The workshop


ETS will be held virtually due to the intensified measures imposed worldwide to stem the propagation of COVID-19. AI-TREATS will also be held virtually for the first time.

Recent advances in Artificial Intelligence (AI), in particular deep learning, have led to numerous applications, including computer vision, speech recognition, natural language processing, robotics, etc. Autonomous vehicles are also afoot and AI will be the core enabling technology. In parallel, there is intense activity in designing dedicated hardware for AI. On one hand, AI hardware accelerators are demanded to support the tremendous processing power, unprecedented speed, and memory costs that deep neural networks require so as to realize their full potential. On the other hand, there is a large incentive for moving the AI algorithms execution from the cloud into the edge devices, i.e. Internet-of-Things (IoT) devices, in particular for meeting data confidentiality and network bandwidth requirements and eliminating the communication latency. Edge devices are expected to include local AI processing, yet this is challenging as an edge device is a resource-constrained environment. AI hardware design efforts rapidly evolve exploring various architectures (e.g., machine learning-based, spiking), design flavors (e.g., digital, mixed analog-digital), and emerging technologies (e.g., memristive devices arranged into crossbars to implement efficiently the multiply-add matrix operations in neural networks).

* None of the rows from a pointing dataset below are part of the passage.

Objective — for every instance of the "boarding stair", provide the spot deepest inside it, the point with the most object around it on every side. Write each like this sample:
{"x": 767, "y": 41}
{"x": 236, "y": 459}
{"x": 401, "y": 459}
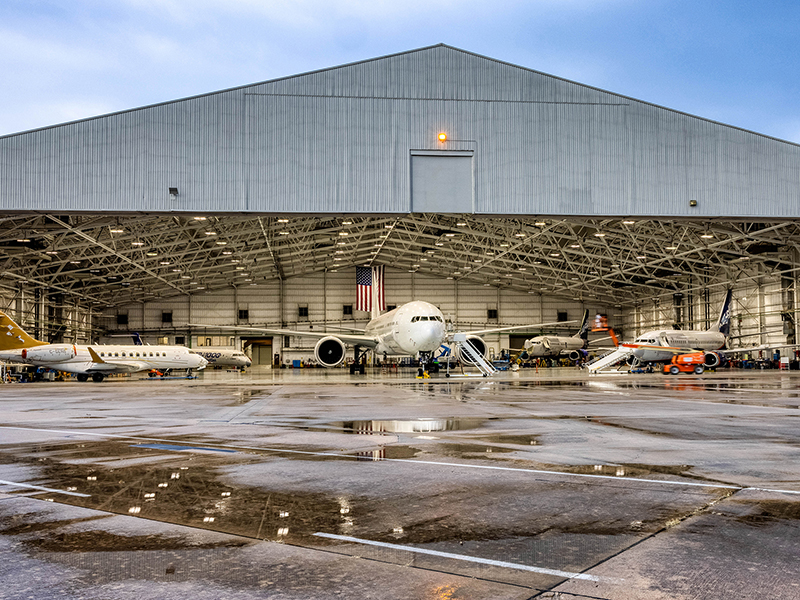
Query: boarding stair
{"x": 472, "y": 355}
{"x": 607, "y": 360}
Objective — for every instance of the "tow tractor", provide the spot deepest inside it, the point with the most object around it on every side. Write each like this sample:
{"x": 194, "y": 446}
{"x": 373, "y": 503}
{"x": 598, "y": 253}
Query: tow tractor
{"x": 685, "y": 363}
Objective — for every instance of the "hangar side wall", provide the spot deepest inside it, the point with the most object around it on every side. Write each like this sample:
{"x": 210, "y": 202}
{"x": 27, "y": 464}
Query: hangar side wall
{"x": 340, "y": 141}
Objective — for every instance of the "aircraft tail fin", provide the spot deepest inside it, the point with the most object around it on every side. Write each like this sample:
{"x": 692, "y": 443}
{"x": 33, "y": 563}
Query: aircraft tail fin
{"x": 583, "y": 332}
{"x": 723, "y": 324}
{"x": 12, "y": 336}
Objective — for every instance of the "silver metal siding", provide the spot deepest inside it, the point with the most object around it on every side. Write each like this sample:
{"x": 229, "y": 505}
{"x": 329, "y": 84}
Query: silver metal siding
{"x": 339, "y": 141}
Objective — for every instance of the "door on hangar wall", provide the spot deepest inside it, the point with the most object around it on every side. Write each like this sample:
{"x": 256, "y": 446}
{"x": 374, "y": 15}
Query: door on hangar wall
{"x": 260, "y": 350}
{"x": 442, "y": 181}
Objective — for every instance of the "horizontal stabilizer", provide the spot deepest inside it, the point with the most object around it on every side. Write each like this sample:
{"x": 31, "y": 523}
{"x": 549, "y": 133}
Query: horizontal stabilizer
{"x": 95, "y": 357}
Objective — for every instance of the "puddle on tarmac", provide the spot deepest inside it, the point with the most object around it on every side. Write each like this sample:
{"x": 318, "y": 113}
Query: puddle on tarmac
{"x": 462, "y": 450}
{"x": 102, "y": 541}
{"x": 767, "y": 512}
{"x": 507, "y": 438}
{"x": 191, "y": 496}
{"x": 398, "y": 426}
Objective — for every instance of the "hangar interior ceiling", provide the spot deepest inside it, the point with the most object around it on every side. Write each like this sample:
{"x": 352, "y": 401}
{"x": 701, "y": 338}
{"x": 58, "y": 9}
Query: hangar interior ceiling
{"x": 113, "y": 260}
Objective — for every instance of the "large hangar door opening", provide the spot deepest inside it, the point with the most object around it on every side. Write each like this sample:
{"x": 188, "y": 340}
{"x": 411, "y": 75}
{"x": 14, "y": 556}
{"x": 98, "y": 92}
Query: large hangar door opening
{"x": 442, "y": 182}
{"x": 261, "y": 351}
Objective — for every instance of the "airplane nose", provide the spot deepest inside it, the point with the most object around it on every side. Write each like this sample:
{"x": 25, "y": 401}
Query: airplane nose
{"x": 431, "y": 337}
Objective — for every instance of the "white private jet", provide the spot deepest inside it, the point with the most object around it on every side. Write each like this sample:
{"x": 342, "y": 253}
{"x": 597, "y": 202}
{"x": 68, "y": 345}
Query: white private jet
{"x": 223, "y": 356}
{"x": 96, "y": 361}
{"x": 660, "y": 345}
{"x": 413, "y": 329}
{"x": 557, "y": 345}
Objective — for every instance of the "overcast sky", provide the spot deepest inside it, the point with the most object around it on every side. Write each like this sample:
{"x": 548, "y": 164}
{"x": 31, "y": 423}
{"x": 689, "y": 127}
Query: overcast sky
{"x": 737, "y": 62}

The aim of this Workshop is to focus particularly on the following emerging problems pertaining to AI hardware:

Testing: fault modelling, fault simulation, test generation, post-manufacturing testing, design-for-test, built-in self-test, on-line testing,  fault diagnosis.

Reliability: reliability analysis, design-for-reliability, fault-tolerance, self-repair, functional safety.

Hardware security and trust: IP/IC piracy, hardware Trojans, side-channel attacks, fault injection attacks.